CAIRO, Oct. 11 (SEE) – Experts in Financial institutions have agreed on an optimistic vision toward the Egyptian economy.
A recent report by Financial times quoted experts and analysts that by the time the government work to modernize economies in the Middle East, countries have fallen in and out of bankers’ favor as they have grappled with political difficulties and big movements in the price of oil.
The latest focus of bankers’ attention is Egypt, as the Arab world’s most populous country recovers from years of economic instability and begins its own major reform drive.

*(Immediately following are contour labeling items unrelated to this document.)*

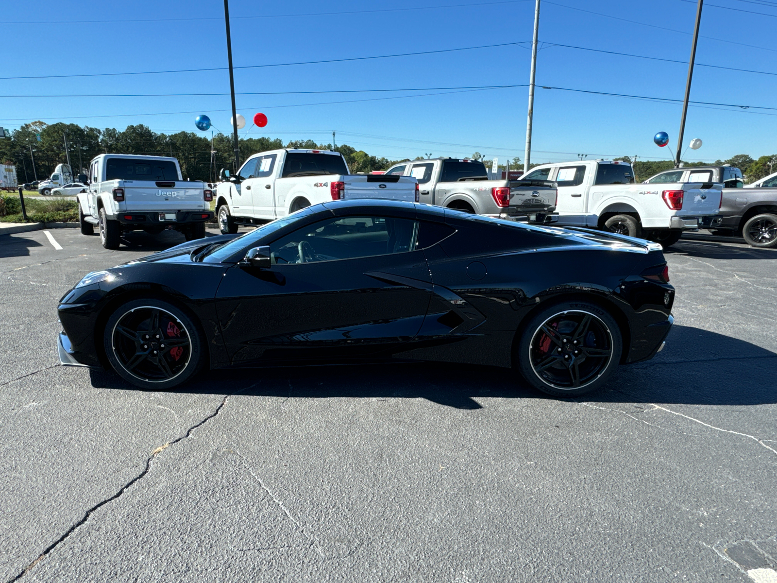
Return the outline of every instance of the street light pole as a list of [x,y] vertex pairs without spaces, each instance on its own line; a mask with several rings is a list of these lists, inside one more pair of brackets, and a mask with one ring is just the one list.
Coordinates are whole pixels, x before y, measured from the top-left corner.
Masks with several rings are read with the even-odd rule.
[[[534,39],[531,41],[531,72],[529,74],[529,111],[526,120],[526,149],[524,152],[524,173],[529,171],[529,161],[531,156],[531,117],[534,115],[534,79],[535,72],[537,70],[537,37],[538,33],[539,0],[537,0],[537,4],[535,5],[535,33]],[[507,178],[509,179],[509,169],[507,173]]]
[[680,133],[678,134],[678,153],[674,159],[674,167],[680,167],[680,156],[682,154],[683,135],[685,133],[685,115],[688,113],[688,100],[691,96],[691,79],[693,77],[693,64],[696,60],[696,41],[699,40],[699,25],[702,21],[702,4],[704,0],[699,0],[696,7],[696,26],[693,30],[693,44],[691,46],[691,60],[688,64],[688,80],[685,82],[685,99],[682,103],[682,117],[680,120]]
[[227,26],[227,56],[229,60],[229,92],[232,96],[232,131],[235,146],[235,172],[240,168],[240,146],[238,145],[238,114],[235,108],[235,75],[232,73],[232,40],[229,35],[229,0],[224,0],[224,20]]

Less than two years ago, HSBC was helping the country’s central bank secure emergency funding ahead of a bailout from the IMF, but now the lender’s regional boss is confident about the outlook for Egypt. “We’ve been there through thick and thin”, says Georges Elhedery, HSBC’s Middle East and north Africa chief executive. “We’ve always had a long-term positive view of Egypt, and as the economy rebounds we are optimistic about the next few years.” Mr Elhedery is not alone in his optimism.
The early reforms demanded by the IMF as part of the bailout — including cutting subsidies and removing controls on the Egyptian pound— pushed inflation above 30 per cent. But with the economy stabilising and the government promising more market-friendly changes, the country is increasingly drawing the attention of international banks.
Karim Tannir, JPMorgan’s head of investment banking for Middle East and north Africa, says he sees “a lot of potential in Egypt”, adding: “The country is embarking on several reform initiatives, including privatisation which we expect to be an important theme in the coming years.” The government plans to offload stakes in 23 different state companies over the next two years, with the first two set to take place in October.
Mohamed Ebeid, co-chief executive of investment banking at EFG Hermes, the regional investment bank, says: “It’s a good sign because this push from different international banks and entities increases the potential of foreign investor participation in the market.”
Julien Faye, head of financial services for Middle East and north Africa at Bain, the consultancy, says there is “a definite window of opportunity” in Egypt, pointing to planned infrastructure projects and natural gas discoveries that have already attracted overseas investment.
However, many international groups stand to miss out on one key area of banking growth in the country. While the short-term prizes on offer for corporate and investment banks are not expected to be as large as in Saudi Arabia, Egypt’s large population also creates opportunities in retail banking, according to Mr Faye. “There’s a strong push from the central bank and government to really modernize the sector. A huge part of the population is unbanked and reliant on cash, so there’s a big push to give new shape to the sector.” Most European and US banks have abandoned their Egyptian retail operations. Citi sold its Egyptian consumer bank in 2015, while France’s Société Générale and BNP Paribas both exited the country in 2012.
Regional group Qatar National Bank, in contrast, is already reaping the first benefits of the changes. In its most recent set of quarterly results in July, QNB Al Ahli, which was bought from SocGen, said it was “properly positioned to benefit from the turnaround of the Egyptian economy and the accelerating financial inclusion”. As one of the remaining European retail banks in the country — alongside Intesa Sanpaolo and Crédit Agricole — HSBC is hoping to benefit from both trends. Local banks have been slow to lend to the private sector in recent years, but Mr Elhedery points to a central bank-led initiative to strengthen small and medium-sized enterprises as a particularly encouraging area. Despite the challenges brought by its earlier reforms, Mr Elhedery says the long-term impact would be worth it for the local economy. “They had to take a resilient stance, but it was the right thing to do.”